Thank you for all of your responses. I am almost finished with the core. I will show a picture when I am done with the core.


----------



## Lio2010 (Sep 4, 2022)

Cubing_Marmot said:


> Thank you for all of your responses. I am almost finished with the core. I will show a picture when I am done with the core.


Cool idea! You are 12 and build a cube? Good work!


----------



## Thom S. (Sep 5, 2022)

Lio2010 said:


> Cool idea! You are 12 and build a cube? Good work!


Which is odd because I didn't have Technical Drawing class until 7th Grade, where you are mostly 13


----------



## Lio2010 (Sep 9, 2022)

Thom S. said:


> Which is odd because I didn't have Technical Drawing class until 7th Grade, where you are mostly 13


I am 12 in 8th grade


----------



## Garf (Sep 9, 2022)

Lio2010 said:


> I am 12 in 8th grade


Dang, smart kid. All As, 2+2 4, theory of relatively, etc?


----------



## ruffleduck (Sep 9, 2022)

Garf said:


> Dang, smart kid. All As, 2+2 4, theory of relatively, etc?


the stuff's hard indeed. how would you remember?


----------



## Thom S. (Sep 9, 2022)

ruffleduck said:


> the stuff's hard indeed. how would you remember?


Final calculation mathematics


----------



## Lio2010 (Sep 9, 2022)

Garf said:


> Dang, smart kid. All As, 2+2 4, theory of relatively, etc?
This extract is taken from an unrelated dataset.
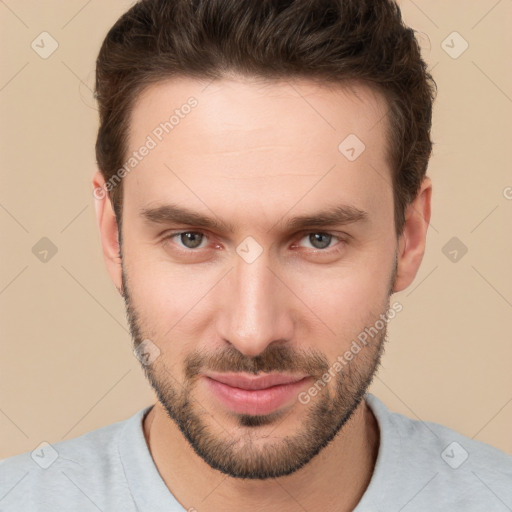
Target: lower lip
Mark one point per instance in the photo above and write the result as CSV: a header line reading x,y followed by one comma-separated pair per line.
x,y
254,401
I skiped one class. It is not that hard


----------



## DuckubingCuber347 (Sep 9, 2022)

Alfred William Yankovic started 9th grade at 12 and began getting his major in architecture at the age of 16. 

It is not that hard.


----------



## Thom S. (Sep 10, 2022)

Skipping grades might be hard, might not be.
I don't know because I've only ever seen america do it.
Might be because it's not that good of an idea psychosocially.


----------